Logo of the Berlinischen Galerie
Review

Pallavi Paul

In the IBB Video Space

Pallavi Paul, The Blind Rabbit, 2021 (Still)

Pallavi Paul, The Blind Rabbit, 2021 (Still)

© Pallavi Paul

Pallavi Paul’s artistic practice, founded on her academic research, encompasses film, installation, text, photography and performance. She holds a doctorate in cinema studies from Jawaharlal Nehru University and a postgraduate degree in media from Jamia Millia Islamia. Both these universities in Delhi have been repeatedly targeted by the right wing for promoting critical thinking and progressive politics. This experience has left its mark on her work.

“The Blind Rabbit” (2021, 43 min.) is a trenchant critique of systematic power abuse in India. Paul integrates several seemingly unrelated events, such as the Emergency of 1975-77 declared by prime minister Indira Gandhi, when major basic rights were curtailed, the anti-Sikh riots of 1984 and the police assault on students at Jamia Millia Islamia in 2019, exposing deep-rooted structures of police brutality and oppression. Weaving text, image and sound into an essay, she acknowledges the complexity of multiple truths without ever trivialising the injustices suffered. She makes compelling use of fiction to counteract the always partial nature of memory and to unleash its defiant power.
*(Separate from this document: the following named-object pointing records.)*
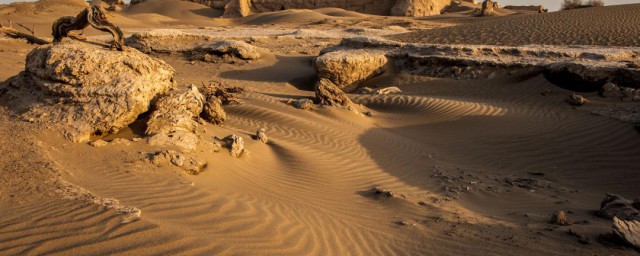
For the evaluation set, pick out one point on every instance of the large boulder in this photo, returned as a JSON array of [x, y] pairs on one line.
[[617, 206], [174, 120], [350, 68], [87, 89], [176, 112]]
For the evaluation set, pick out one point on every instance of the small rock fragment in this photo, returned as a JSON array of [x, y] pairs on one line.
[[216, 146], [385, 192], [560, 218], [611, 90], [235, 144], [617, 206], [387, 90], [627, 230], [630, 94], [261, 135], [329, 94], [365, 90], [121, 141], [304, 103], [581, 237], [576, 100], [98, 143]]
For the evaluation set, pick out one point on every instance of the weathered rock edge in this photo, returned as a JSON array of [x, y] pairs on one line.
[[589, 66], [85, 89]]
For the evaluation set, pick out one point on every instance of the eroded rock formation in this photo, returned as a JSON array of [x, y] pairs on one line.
[[628, 231], [86, 89], [236, 49], [242, 8], [349, 68], [176, 112], [418, 8], [173, 120]]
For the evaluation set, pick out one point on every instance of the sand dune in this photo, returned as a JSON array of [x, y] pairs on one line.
[[611, 25], [450, 151]]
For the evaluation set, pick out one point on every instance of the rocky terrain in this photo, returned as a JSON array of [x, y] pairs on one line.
[[309, 132]]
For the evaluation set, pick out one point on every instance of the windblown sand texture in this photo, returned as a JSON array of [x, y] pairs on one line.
[[447, 166]]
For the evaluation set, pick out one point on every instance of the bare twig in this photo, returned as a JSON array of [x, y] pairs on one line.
[[33, 33]]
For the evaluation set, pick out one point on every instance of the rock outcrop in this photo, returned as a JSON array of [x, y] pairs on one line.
[[350, 68], [617, 206], [576, 100], [414, 8], [418, 8], [560, 218], [237, 8], [86, 89], [236, 49], [173, 120], [176, 112], [611, 90]]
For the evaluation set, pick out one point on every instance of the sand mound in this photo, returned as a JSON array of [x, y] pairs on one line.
[[288, 16], [180, 10], [612, 25]]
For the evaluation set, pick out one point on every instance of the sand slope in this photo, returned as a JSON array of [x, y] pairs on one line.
[[612, 25]]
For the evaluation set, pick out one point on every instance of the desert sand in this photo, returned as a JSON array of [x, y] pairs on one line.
[[456, 162]]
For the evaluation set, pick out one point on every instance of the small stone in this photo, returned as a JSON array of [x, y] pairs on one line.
[[617, 206], [385, 192], [365, 90], [560, 218], [177, 160], [235, 144], [98, 143], [261, 135], [216, 146], [387, 90], [576, 100], [627, 230], [194, 166], [304, 104], [121, 141], [630, 94]]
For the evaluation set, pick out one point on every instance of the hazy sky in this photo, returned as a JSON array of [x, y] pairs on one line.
[[551, 4]]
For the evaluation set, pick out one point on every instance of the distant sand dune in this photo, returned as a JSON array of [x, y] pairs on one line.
[[612, 25]]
“Long Hair Short Ideas” (2014, 21 min.) tells the story of Shanti, the wife of the revolutionary poet Vidrohi (1957-2015). Paul intertwines India’s turbulent political history in the 1970s with Shanti’s biography and her experience of (domestic) labour, partnership, sexuality and the daily discriminations faced by women. In this way Paul turns the spotlight on the “wife of the revolutionary”, a normally absent figure, portraying Shanti as an independent individual with her own history of resistance.

Biography

Pallavi Paul was born in New Delhi (India) in 1987. Her work has been shown, for example, at the International Film Festival in Rotterdam (2021), HKW (2020), The Rubin Museum (2019), Savvy Contemporary (2022), Beirut Art Centre (2018), AV Festival (2018, 2016), Contour Biennale (2017) and Tate Modern (2013).

IBB Video Space

Since 2011 the IBB Video Space has been screening artists who work with time-based media. The programme, which changes every month, features not only established names in contemporary video art but also up-and-coming artists rarely seen in museums to date. For these, the Berlinische Galerie seeks to facilitate an institutional début. Each month brings a new encounter with work that raises questions about the medium and about social or political issues. Importance is attached to including marginalised perspectives and to shedding light on the impact of power structures.